5. Click on + CREATE CREDENTIALS and then select OAuth Client ID

6. If you have not aready done so, you will be prompted to create a consent screen

   1. Click the CREATE CONSENT SCREEN button

   2. Select Internal

   3. Provide an App name (we have used BlokSec Provisioning Integration in the example)

   4. Leave the scopes blank

   Click SAVE AND CONTINUE then BACK TO DASHBOARD.

   note

   You will have to return to the Credentials section and click on + CREATE CREDENTIALS to return to the OAuth Client ID creation screen

7. For Application type, select Web application

8. Provide a name (we have used BlokSec Provisioning Integration in the example) and provide the following values for authorized URIs:

   1. Authorized JavaScript origins: https://api.bloksec.io

   2. Authorized redirect URIs: https://api.bloksec.io/oauth2callback

   3. 

   4. Click CREATE to finish - you will be presented with a confirmating dialog; click DOWNLOAD JSON and save the file locally for use in the BlokSec Admin UI

   5. 

An easier way to generate the tokens is to use the Google OAuth Playground:

• https://developers.google.com/oauthplayground/

• Refer to this SailPoint document for instructions to use Google OAuth Playground. Refer section Generating OAuth 2.0 Authentication Credentials.

• We only need https://www.googleapis.com/auth/admin.directory.user as the scope for creating users.

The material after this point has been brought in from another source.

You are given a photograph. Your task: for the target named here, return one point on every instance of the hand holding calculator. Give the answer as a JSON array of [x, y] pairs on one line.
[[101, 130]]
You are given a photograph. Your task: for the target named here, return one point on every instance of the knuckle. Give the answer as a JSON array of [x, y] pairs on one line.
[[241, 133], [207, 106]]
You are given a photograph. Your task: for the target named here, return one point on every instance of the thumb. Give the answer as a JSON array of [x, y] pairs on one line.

Once you have the oath2 credentials (JSON file) and the refresh_token, move to configuring the application on Bloksec Admin UI.

BlokSec Admin UI

1. Open the Google Workspace application

2. Open the settings menu and click Edit Application

3. Click on the Provisioning Tab

• Select Enable Provisioning checkbox In the properties field, paste the contents on the oauth2 credentials file that you downloaded earlier from google. In this JSON add an additional key called refresh_token, and set the value as the refresh_token that was generated earlier. It should look something like this:

  {
    "installed": {
        "client\_id": "773006386462-mjn15pflv6uh7c14dkbcf8f9vv0h9.apps.googleusercontent.com",
        "project\_id": "bloksecprovisioning",
        "auth\_uri": "<https://accounts.google.com/o/oauth2/auth>",
        "token\_uri": "<https://oauth2.googleapis.com/token>",
        "auth\_provider\_x509\_cert\_url": "<https://www.googleapis.com/oauth2/v1/certs>",
        "client\_secret": "GOCSPX-zte0os99l3J8in\_fzithqQNss",
        "redirect\_uris": \[
            "<http://localhost:3000/oauth2callback>"
        ],
        "refresh\_token": "1//0g4VE9LxJ4ivsCgRAAGBASNwF-L9IrdPDPRD9Q2QT-0eVs79puXz9pim9I\_IR919HXZpUrqLNWFyMzt4Unq8nbt4gYRMObY74"
    }
  }

  Save the application.

  tip

  Now, every time an account is registered on BlokSec, a new user will be created on Google Workspace. All permissions/access will need to be granted on Google Workspace.